IUCompilerCourse / Essentials-of-Compilation

A book about compiling Racket and Python to x86-64 assembly
1.27k stars 137 forks source link

`patch_instructions`? #156

Closed Antigen-1 closed 1 year ago

Antigen-1 commented 1 year ago

Hello!

I'm just a reader of this book and a complete novice at designing compilers.

According to page 32,

The patch_instructions pass compiles from x86var to x86int by making sure that each instruction adheres to the restriction that at most one argument of an instruction may be a memory reference.

That means if we initialize an variable using another variable, then the compiler will produce movq <ref> <ref>, which is not allowed in x86.

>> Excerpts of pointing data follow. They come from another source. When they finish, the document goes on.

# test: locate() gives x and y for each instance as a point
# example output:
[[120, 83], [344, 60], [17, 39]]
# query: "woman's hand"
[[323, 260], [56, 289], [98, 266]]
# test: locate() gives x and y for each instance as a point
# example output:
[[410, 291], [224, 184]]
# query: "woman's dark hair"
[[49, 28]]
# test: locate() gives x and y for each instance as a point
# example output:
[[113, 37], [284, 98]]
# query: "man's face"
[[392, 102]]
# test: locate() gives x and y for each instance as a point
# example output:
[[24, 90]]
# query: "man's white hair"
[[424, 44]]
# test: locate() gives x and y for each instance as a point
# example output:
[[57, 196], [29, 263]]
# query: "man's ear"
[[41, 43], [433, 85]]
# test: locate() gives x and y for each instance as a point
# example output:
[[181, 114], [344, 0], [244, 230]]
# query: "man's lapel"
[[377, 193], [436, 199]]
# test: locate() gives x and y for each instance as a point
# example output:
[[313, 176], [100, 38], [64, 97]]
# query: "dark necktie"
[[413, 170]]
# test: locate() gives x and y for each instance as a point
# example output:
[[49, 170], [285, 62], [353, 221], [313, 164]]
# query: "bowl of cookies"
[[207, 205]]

In order to resolve this, actually we can implement a partial evaluator for the Cvar intermediate language rather than the Lvar language. That certainly eliminates this condition from the sequence, rendering the patch_instructions pass unnecessary. And I found it much easier than overcoming the challenge described in section 2.11.

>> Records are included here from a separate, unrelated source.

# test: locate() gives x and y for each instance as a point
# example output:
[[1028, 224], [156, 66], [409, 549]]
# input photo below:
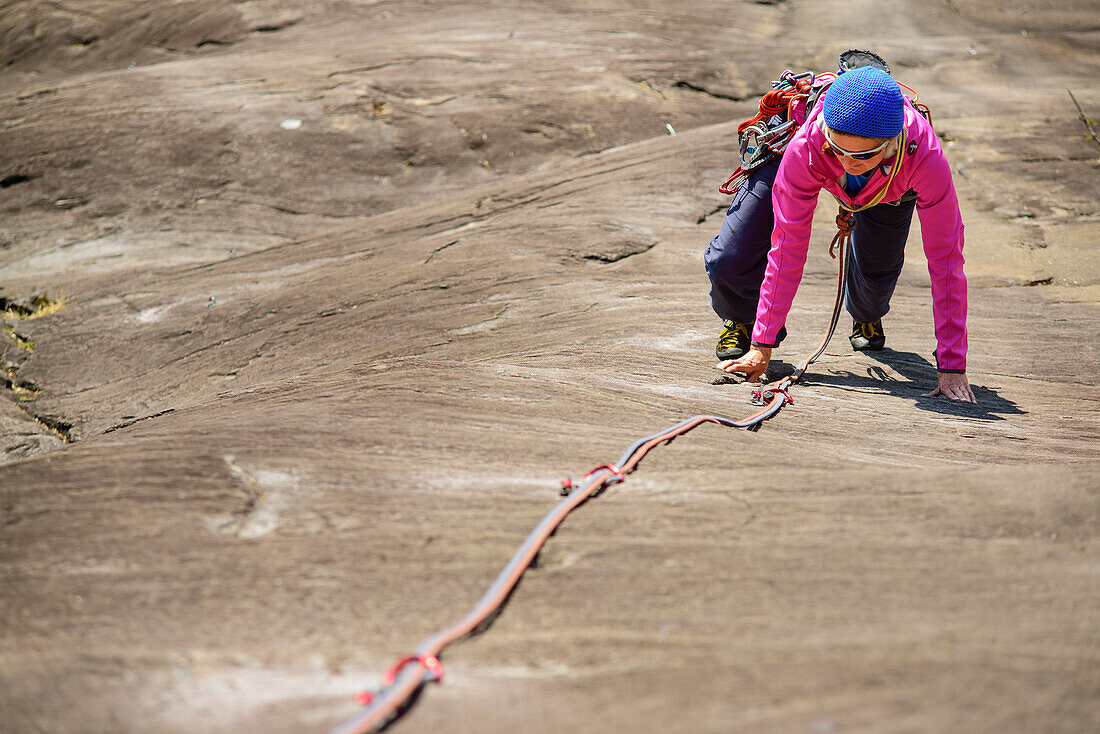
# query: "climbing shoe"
[[867, 336], [734, 340]]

Here is my optimizer(Yet I adopt another representation of the Cvar language to make it easier to write the definitional interpreter and enforce contracts).

  #; (-> Cvar Cvar)
  ;; Cvar: (list 'program (list <symbol> (list <statement> ...)) ...)
  ;; assignment: (list 'define <symbol> <expression>)
  ;; tail: (list 'return <expression>)
  (define (opt:partial-evaluation form)
    ;;simplify `expr` in terms of `table`
    (define (simplify expr table)
      (define (reference p)
        (cond ((symbol? p) (hash-ref table p #f)) (else p)))
      (define-syntax (handle stx)
        (syntax-case stx ()
          ((_ h p ...)
           (with-syntax (((np ...) (map generate-temporary (syntax->datum #'(p ...)))))
             #'(let ((np (reference p)) ...)
                 (if (and np ...)
                     (h np ...)
                     (cons 'h
                           (map
                            (lambda (r o) (or r o))
                            (list np ...) (list p ...)))))))))
      (match expr
        ((list '+ p1 p2)
         (handle + p1 p2))
        ((list '- p)
         (handle - p))
        ((list '- p1 p2)
         (handle - p1 p2))
        ((list 'read)
         (list 'read))
        (p (cond ((reference p)) (else p)))))
    ;;optimize `statement` in terms of `table`
    (define (optimize statement table)
      (cond ((tail? statement)
             (list 'return (simplify (cadr statement) table)))
            (else
             (define r (simplify (caddr statement) table))
             (if (or (symbol? r) (fixnum? r))
                 (hash-set table (cadr statement) r)
                 (list 'define (cadr statement) r)))))
    (cons 'program
          (map
           (lambda (block)
             (list (car block)
                   (let-values (((t r)
                                 (for/fold ((table (hasheq)) (result null))
                                           ((statement (in-list (cadr block))))
                                   (define r (optimize statement table))
                                   (cond ((hash? r) (values r result))
                                         (else (values table (cons r result)))))))
                     (reverse r))))
           (cdr form))))

Nevertheless, I feel unqualified to remark on curriculum design and this is merely my suggestion.

Yours sincerely Antigen-1

jsiek commented 1 year ago

Dear Antigen-1,

I like your creative thinking!

What you're proposing may not be a simple as it appears at first. There are a couple things to consider:

  1. Does your optimization properly handle programs that include lots of side effects, such as calls to (read)? In particular, you would need to make sure that the ordering of the side effects is unchanged by the optimization.
  2. In later Chapters we add conditionals and loops. In that more general setting, does this optimization always succeed at removing variables, or does it sometimes fail? (If it sometimes fails, then patch_instructions is still need.)

Happy exploring, Jeremy

Antigen-1 commented 1 year ago

Dear Jeremy,

Thanks for your reply!

First and foremost, it is unnecessary for typical partial evaluators to remove (define <var> <var>) from the sequence when the value of the latter variable is unknown. Though I do implement this feature and the optimizer can handle correctly the order of complex expressions, it still appears to be unnatural, and that is exactly why I closed this issue yesterday.

As for later chapters, the optimizer, in fact, might still work if conditionals and loops are converted into Cvar statements. The structure of the Cvar language reminds me of modules that contain code blocks, say, procedures, submodules, macros and the like. Maybe I can add clauses to the match form to extend the optimizer.

It's appreciated again for your kind suggestions. I'll continue to improve my compiler, taking these factors into consideration!

Yours frankly! Antigen-1

Antigen-1 commented 1 year ago

What you're proposing may not be a simple as it appears at first.

I think you are right, sir. The optimizer cannot remove all (define <var> <var>). Worse still, it fails to undertake as much computation as possible at the compile time.